Recordation Tax Distribution and Other Legislation Impacting Transportation Funding

As the General Assembly races towards crossover and the release of the House and Senate versions of the biennial budget, legislation seeking to roll back the 2020 reforms to the Commonwealth Transportation Fund is meeting mixed fates.

HB 978 (Durant) would reestablish the distribution of $20 million of state recordation tax revenue to counties and cities to be used for transportation or public education purposes. The bill was reported and referred to the House Appropriations Committee by the House Finance Committee, 12-9, on February 2. Legislation enacted by the 2020 General Assembly included changes to the distribution of state recordation tax revenues to cities and counties that effectively eliminated $20 million in existing recordation tax revenues distributed to cities and counties. These revenues were instead redirected to support Hampton Roads Regional Transit. This funding was distributed quarterly and could be used by counties and cities for either transportation or public education (K-12) purposes. Prior to the 2020 General Assembly session, a portion of recordation tax revenues had been distributed to localities since 1993 and localities had direct control over the transportation and education use of these funds. VACo supports a solution whereby these funds could be restored to localities while also holding Hampton Roads Transit harmless, as was the case with several member budget amendments during the 2021 session. Delegate Durant has introduced an accompanying budget amendment to achieve this end. In the Senate, SB 363 (Stuart) and SB 512 (Suetterlein) were passed by indefinitely by Senate Finance on a vote of 12-4.

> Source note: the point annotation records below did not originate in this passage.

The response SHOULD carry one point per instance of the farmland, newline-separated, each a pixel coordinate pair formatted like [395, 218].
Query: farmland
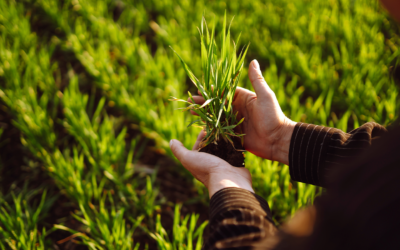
[85, 119]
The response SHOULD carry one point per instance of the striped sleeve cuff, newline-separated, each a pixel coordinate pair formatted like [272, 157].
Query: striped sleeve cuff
[234, 198]
[307, 153]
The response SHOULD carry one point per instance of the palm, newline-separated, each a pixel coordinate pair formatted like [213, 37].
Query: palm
[263, 118]
[265, 124]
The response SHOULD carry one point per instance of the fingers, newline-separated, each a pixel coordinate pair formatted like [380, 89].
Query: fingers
[192, 160]
[202, 134]
[257, 80]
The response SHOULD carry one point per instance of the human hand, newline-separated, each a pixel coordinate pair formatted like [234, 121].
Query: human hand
[211, 170]
[268, 131]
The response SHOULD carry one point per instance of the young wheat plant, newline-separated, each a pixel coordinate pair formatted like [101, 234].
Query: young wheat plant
[221, 74]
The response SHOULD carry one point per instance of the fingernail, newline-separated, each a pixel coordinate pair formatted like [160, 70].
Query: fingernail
[256, 65]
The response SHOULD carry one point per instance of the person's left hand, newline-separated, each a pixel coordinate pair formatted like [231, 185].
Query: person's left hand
[211, 170]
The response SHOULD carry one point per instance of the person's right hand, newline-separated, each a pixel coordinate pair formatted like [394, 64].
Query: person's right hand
[268, 131]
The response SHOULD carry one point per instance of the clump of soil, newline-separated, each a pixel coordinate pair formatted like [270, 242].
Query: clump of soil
[226, 151]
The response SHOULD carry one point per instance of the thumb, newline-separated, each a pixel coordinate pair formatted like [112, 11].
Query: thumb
[257, 80]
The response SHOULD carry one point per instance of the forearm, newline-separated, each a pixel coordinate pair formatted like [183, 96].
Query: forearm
[239, 218]
[315, 150]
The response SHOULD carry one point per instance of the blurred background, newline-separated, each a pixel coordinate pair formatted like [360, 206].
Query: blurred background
[85, 119]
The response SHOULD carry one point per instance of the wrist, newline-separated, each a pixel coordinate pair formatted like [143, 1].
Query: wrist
[281, 147]
[240, 178]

HB 1144 (Webert) and SB 541 (Peake) as introduced, would lower the rate of tax on gasoline and diesel fuel on July 1, 2022 by five centers, from 26.2 cents per gallon to 21.2 cents per gallon on gasoline and from 27 cents per gallon to 20.2 cents per gallon on diesel fuel, the rates that were in effect before July 1, 2021. The bills provide that the rate of tax on gasoline and diesel fuel will return to 26.2 and 27 cents per gallon, respectively, on July 1, 2023, and will be indexed based on the change in the United States Average Consumer Price Index; thereafter, the rate will be indexed annually. If enacted, these bills would likely have an estimated impact of approximately $200 million in reduced revenues to the Commonwealth Transportation fund, as each penny of gas tax roughly equates to $40-$50 million in revenue. HB 1144 was reported by the House Appropriations Committee on a vote of 10-8 and awaits action by the full House. SB 541 was passed by indefinitely by the Senate Finance and Appropriations Committee on a vote of 12-4.

HB 297 (McNamara), would suspend the imposition of any regional fuels tax in the Commonwealth on and after July 1, 2022, but before July 1, 2023. This would likely have a multi-million-dollar impact on the Construction District Grant Program and would impact dedicated revenues for use by localities not located in the regional transportation districts of Northern Virginia, Hampton Roads, Central Virginia, and the I-81 corridor. The bill has been referred to the House Finance Committee, however as this committee is unlikely to meet before crossover, the bill will likely be left in committee, effectively ending its journey towards enactment.

HB 1059 (Cordoza) would suspend the imposition and collection of state and regional taxes on gasoline and diesel fuel until July 1, 2023. This bill would likewise have a multi-million-dollar impact on transportation revenues. The bill was unanimously laid on the table by the House Finance Committee on a vote of 20-0.

Lastly, as reported by VACo elsewhere, the two versions of grocery tax bills SB 451 (Boysko) and HB 90 (McNamara) do not replace the 0.5 percent portion of the tax that is dedicated to the Commonwealth Transportation Fund. This would lead to revenue loss of $186.5 million to $250 million over the next two years, depending on whether the tax is repealed on July 1, as in the House version, or January 1, 2023, in the Senate bill.